RIVERSIDE (CBSLA) – Health officials say a COVID-19 antibody testing study indicates the virus may have infected roughly 6 percent of Riverside County residents – which would mean the vast majority of residents have not been infected.
The study was conducted over two weekends in July among randomly selected residents to determine whether they had been exposed to coronavirus and developed COVID-19 antibodies.
As part of the body’s defense against infections, antibodies develop and stay in the blood even after the infection is over.
Preliminary results showed out of 1,726 participants in the study who were tested for coronavirus, 101 showed they developed antibodies for COVID-19.
That marks a positivity rate of 5.9 percent, just slightly below statewide 14-day averages of roughly 7 percent.
Another 1,621 tested negative, while 4 had unclear results.
Officials say based on that data, there have been somewhere between 118,000 and 175,400 infections in Riverside County, which has approximately 2.4 million residents.
The study was unique, according to county officials, in that it included both children 5 years and older and adults.
Residents were not permitted to volunteer for the study, in part, because health officials say they wanted a more representative sampling of the community.
“We believe the number and variety of participants shows the study successfully recruited an excellent representation of the community and accurately reflects the prevalence of the antibody in Riverside County,” said Dr.

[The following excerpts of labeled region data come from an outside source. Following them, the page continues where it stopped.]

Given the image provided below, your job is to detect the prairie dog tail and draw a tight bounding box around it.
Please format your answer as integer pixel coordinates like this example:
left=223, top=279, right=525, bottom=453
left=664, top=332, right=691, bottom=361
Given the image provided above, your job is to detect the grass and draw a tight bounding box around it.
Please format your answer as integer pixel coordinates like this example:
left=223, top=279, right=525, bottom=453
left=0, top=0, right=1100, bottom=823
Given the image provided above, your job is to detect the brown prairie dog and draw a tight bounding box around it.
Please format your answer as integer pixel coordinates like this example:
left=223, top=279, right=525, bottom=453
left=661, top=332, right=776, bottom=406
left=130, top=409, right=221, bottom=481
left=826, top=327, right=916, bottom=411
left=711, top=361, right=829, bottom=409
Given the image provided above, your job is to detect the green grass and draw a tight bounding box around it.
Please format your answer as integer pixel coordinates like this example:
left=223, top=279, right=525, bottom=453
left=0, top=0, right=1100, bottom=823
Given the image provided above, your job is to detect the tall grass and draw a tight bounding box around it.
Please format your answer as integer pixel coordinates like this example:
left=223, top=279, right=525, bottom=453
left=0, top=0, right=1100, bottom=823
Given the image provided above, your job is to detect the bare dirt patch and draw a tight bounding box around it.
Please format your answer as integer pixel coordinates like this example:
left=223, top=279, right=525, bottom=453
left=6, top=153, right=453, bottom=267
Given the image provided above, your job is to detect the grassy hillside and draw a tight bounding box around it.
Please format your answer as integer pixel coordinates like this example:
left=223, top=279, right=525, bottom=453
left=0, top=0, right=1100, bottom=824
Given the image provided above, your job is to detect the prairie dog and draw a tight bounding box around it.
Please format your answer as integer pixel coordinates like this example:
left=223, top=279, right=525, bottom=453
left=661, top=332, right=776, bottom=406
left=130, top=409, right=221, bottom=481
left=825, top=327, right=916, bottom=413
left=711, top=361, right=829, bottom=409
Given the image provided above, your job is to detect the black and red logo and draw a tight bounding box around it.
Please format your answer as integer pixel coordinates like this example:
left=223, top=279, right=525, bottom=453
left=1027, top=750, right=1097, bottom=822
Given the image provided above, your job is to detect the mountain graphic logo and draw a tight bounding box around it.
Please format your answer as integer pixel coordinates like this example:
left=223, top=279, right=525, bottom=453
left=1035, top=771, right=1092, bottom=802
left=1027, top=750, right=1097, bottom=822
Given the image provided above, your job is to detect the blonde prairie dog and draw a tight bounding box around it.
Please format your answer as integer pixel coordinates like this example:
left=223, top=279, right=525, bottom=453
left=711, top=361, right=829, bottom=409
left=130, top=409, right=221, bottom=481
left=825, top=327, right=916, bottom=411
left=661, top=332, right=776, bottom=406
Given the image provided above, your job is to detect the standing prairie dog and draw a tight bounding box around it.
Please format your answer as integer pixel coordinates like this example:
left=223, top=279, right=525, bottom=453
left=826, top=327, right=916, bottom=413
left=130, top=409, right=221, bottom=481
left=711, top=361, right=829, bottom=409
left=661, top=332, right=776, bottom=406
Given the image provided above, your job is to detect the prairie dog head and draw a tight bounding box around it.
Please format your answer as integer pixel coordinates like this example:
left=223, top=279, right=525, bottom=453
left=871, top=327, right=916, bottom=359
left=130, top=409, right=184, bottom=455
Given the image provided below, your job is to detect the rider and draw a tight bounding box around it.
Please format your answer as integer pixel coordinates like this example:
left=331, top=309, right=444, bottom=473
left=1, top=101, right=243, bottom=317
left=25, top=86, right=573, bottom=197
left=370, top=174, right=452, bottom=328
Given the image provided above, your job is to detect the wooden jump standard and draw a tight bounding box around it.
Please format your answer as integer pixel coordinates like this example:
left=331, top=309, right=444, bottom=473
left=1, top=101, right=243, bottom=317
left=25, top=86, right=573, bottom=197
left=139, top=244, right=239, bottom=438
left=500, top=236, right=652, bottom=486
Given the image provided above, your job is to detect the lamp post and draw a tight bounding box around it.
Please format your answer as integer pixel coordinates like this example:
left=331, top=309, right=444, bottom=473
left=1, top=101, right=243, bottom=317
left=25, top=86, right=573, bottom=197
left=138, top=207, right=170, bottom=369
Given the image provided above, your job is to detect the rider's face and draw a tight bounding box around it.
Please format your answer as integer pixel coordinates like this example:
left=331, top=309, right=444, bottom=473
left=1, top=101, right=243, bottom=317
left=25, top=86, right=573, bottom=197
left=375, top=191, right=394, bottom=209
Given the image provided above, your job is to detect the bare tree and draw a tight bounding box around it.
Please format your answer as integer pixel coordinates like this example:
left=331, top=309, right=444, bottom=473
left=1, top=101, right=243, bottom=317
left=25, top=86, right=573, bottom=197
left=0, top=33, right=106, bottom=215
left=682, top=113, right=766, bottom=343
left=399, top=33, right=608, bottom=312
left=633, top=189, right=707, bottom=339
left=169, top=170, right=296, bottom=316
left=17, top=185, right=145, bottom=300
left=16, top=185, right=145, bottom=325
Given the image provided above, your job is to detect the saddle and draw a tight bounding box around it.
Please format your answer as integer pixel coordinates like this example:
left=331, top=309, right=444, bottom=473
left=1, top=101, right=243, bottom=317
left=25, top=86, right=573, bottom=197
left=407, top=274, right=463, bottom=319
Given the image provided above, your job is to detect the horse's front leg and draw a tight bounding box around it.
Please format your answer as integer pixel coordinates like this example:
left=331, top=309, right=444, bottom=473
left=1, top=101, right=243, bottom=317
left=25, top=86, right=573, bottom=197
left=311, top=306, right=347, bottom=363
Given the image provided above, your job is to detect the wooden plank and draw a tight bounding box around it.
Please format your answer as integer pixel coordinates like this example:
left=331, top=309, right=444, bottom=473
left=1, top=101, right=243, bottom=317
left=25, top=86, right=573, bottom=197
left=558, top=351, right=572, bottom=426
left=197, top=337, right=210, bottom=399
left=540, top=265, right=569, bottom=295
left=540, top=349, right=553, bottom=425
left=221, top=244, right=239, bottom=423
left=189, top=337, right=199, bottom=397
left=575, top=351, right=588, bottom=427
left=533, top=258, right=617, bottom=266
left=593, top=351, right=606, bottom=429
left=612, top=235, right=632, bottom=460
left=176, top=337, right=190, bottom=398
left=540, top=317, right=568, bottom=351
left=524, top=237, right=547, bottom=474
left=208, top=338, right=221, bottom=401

Tait Stevens, with Riverside University Health System and co-author of the study.
Like the coronavirus, however, antibody testing for COVID-19 is still relatively new. Health officials acknowledged that they still don’t fully know the benefits of testing positive for coronavirus antibodies.
Researchers say they do not yet know whether someone can contract COVID-19 again after a positive antibody test.
A UCLA study published last week suggested antibodies from a mild case of COVID-19 appear to fall dramatically in the first three months after infection, and could disappear within about a year.